Imagem gerada pela I.A.
Algumas pessoas dizem que escrevem para não enlouquecer. Eu não. Ler e escrever são, para mim, formas de fugir da normativa normalizada normalmente imposta.
Talvez alguns consigam olhar uma folha em branco e desligar a mente no discorrer de palavras. Talvez alguns consigam ler um livro e desligar o sensor que os liga ao circunstancial momento do mundo. Eu rasgo as mãos e sinto as vértebras dos segundos quando a caneta desliza no caderno, quando os dedos pressionam as teclas do computador, quando um autor diz nas linhas e nas entrelinhas, nas palavras e nas entrepalavras o tanto que eu queria expressar (e nem sempre consigo).

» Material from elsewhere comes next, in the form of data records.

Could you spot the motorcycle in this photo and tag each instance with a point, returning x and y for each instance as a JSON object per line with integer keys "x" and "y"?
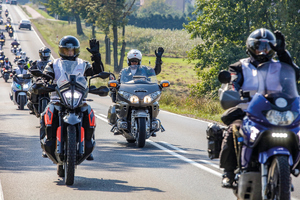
{"x": 2, "y": 42}
{"x": 70, "y": 148}
{"x": 14, "y": 49}
{"x": 10, "y": 33}
{"x": 19, "y": 87}
{"x": 135, "y": 113}
{"x": 6, "y": 73}
{"x": 38, "y": 98}
{"x": 267, "y": 144}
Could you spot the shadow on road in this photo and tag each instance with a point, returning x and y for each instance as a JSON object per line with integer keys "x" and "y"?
{"x": 88, "y": 184}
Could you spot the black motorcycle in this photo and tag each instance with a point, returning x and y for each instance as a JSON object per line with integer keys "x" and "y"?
{"x": 135, "y": 113}
{"x": 70, "y": 148}
{"x": 6, "y": 71}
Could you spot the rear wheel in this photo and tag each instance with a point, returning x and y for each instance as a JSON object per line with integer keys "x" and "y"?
{"x": 279, "y": 181}
{"x": 60, "y": 171}
{"x": 141, "y": 139}
{"x": 44, "y": 105}
{"x": 22, "y": 102}
{"x": 69, "y": 164}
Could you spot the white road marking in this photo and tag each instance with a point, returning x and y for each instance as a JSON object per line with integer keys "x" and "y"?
{"x": 1, "y": 192}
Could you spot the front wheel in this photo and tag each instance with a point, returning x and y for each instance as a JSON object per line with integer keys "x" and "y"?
{"x": 279, "y": 181}
{"x": 141, "y": 139}
{"x": 22, "y": 102}
{"x": 69, "y": 164}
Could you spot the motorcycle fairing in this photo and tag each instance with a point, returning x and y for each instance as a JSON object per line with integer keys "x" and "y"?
{"x": 48, "y": 117}
{"x": 92, "y": 120}
{"x": 264, "y": 156}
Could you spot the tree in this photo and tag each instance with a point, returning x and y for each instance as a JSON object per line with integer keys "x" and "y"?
{"x": 113, "y": 14}
{"x": 224, "y": 26}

A literatura – minha e dos outros – é uma câmara sadomasoquista na qual entro já à espera de sentir. Depois, o meu cérebro autista faz o seu bom trabalho de remistura, sentindo-o demais, E é uma sensação de rasgão interno em cada virar de folha. E é uma sensação de cegueira em cada acender da tela. E é um desnorteio na imprevisibilidade das palavras que me saltam do estômago, como se vomitasse para o papel o espaço que fica entre cada fio do pelo da gata que, entretanto, aterrou ao meu colo.

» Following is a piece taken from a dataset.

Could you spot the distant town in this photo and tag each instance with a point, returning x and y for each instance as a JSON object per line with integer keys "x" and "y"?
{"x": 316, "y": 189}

O devaneio vem. É, simultaneamente, apagão e o acender de todas as luzes do mundo. Não vejo muito, mas sei demais. Eis a visão que falta aos que, alegadamente, são normais: a de dentro. Nesse queimar dos olhos, posso garantir que vejo o rosto da fome e do frio, as mãos encardidas da guerra e do tormento, o arrastar de gentes ao bel-prazer de chefes – uns de Estado, outros de atestado, outros de atentado. Vejo o fechar da boca das mulheres e o abrir involuntário da vulva. Vejo o maltratar das crianças. Vejo o maltratar das crianças por outras crianças. Tenho a minha alma arrancada – talvez como os dedos do menino de Cinfães – presa na porta que dá para a Liberdade.

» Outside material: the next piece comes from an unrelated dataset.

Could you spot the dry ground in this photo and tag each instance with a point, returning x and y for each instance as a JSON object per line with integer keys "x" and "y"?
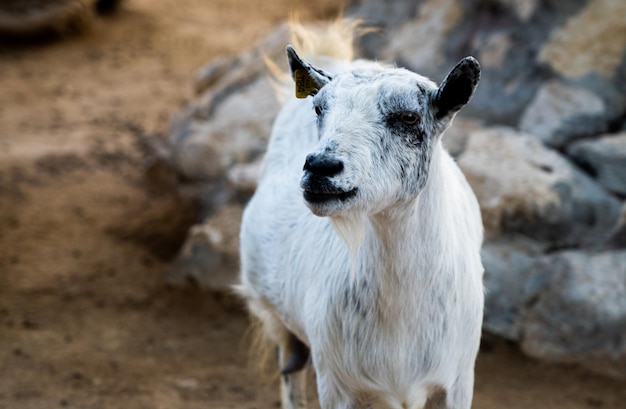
{"x": 86, "y": 319}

Algumas pessoas dizem que escrevem para não enlouquecer. É tarde para mim. Eu nasci louca. Ler e escrever é fuga, porque as palavras saem por vias que enganam o corpo calado, de lábios colados um ao outro, e ele não dá conta que se está a entregar às vergastadas dos outros.
Enfim, algumas pessoas dizem que escrevem para não enlouquecer. Eu escrevo para não normalecer. Essa normalidade dormente, padronizada e triste que é âncora e, por sê-lo, nos afunda mais e mais na água turva do momento.
Eu escrevo para ser louca, mesmo. Talvez não seja bom ser-se louco. Mas – olhando em volta – é melhor do que a alternativa. Os normais estão a destruir o mundo.